Maybe you read the news that last month was the warmest January on record. And perhaps you’ve noticed the city’s ornamental cherry trees are blooming pink. But let’s face it: the bloom is not yet off the rose. It’s still winter. And when we cook in winter, we often turn to our freezers for inspiration. I do, anyway. Though, as I’ve mentioned before, what I find in there isn’t always so inspiring. Today on “Food for Thought,” I had a chat with my radio sidekick Dick Stein about a handful of frozen fruit and vegetable must-haves taking up royal residence in my freezer, including these:
Frozen edamame (left) and a cup of mixed frozen berries — straight out of the supermarkets’ frozen foods-section.

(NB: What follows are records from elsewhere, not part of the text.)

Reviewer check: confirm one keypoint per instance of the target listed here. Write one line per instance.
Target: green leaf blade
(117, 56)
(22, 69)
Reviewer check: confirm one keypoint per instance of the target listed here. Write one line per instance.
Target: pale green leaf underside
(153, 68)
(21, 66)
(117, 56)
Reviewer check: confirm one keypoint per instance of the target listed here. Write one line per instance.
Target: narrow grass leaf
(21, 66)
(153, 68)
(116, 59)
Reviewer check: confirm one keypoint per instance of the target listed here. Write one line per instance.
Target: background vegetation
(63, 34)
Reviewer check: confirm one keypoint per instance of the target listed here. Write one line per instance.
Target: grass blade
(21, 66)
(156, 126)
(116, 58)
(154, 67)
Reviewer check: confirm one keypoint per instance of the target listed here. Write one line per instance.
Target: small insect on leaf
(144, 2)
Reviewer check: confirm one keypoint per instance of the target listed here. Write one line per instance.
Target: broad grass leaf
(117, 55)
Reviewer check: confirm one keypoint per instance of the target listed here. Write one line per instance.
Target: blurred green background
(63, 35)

Edamame in the pod aren’t just for sushi bars anymore. You can pop those soybeans right in the nuker (or blanch them, if you’d rather), sprinkle a little salt over the top and quick as you can say “Bob’s your uncle!” you’ve got a healthy and inexpensive treat. Those berries — which, as far as I’m concerned are the sale-of-the-century — came fresh-frozen from Carnation’s Remlinger Farms. I’ve seen them elsewhere, but I got those at Shoreline Central Market.

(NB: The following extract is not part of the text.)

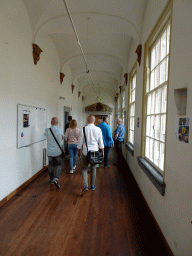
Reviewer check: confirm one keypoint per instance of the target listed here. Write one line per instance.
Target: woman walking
(72, 136)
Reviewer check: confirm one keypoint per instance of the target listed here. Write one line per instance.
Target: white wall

I hesitate to tell you about Remlinger’s “Berry Jubilee” (or the Montmorency cherries I snagged not too long ago) because they’ll probably be sold-out next time I look. But how can I not share that happy news: a three-pound mix of blackberries blueberries, strawberries and marion berries for less than $10? Just think of all the things — healthy, and not so — you can do with that.
Nate’s tweaked version of Julia Child’s clafoutis recipe: before — and after.
Of course there are plenty other frozen delights in my freezer, including but not limited to a bottle of Stoly and Trader Joe’s frozen steel-cut oatmeal (don’t knock it till you’ve tried it). And it got me wondering: What frozen “finds” are chillin’ in your freezer?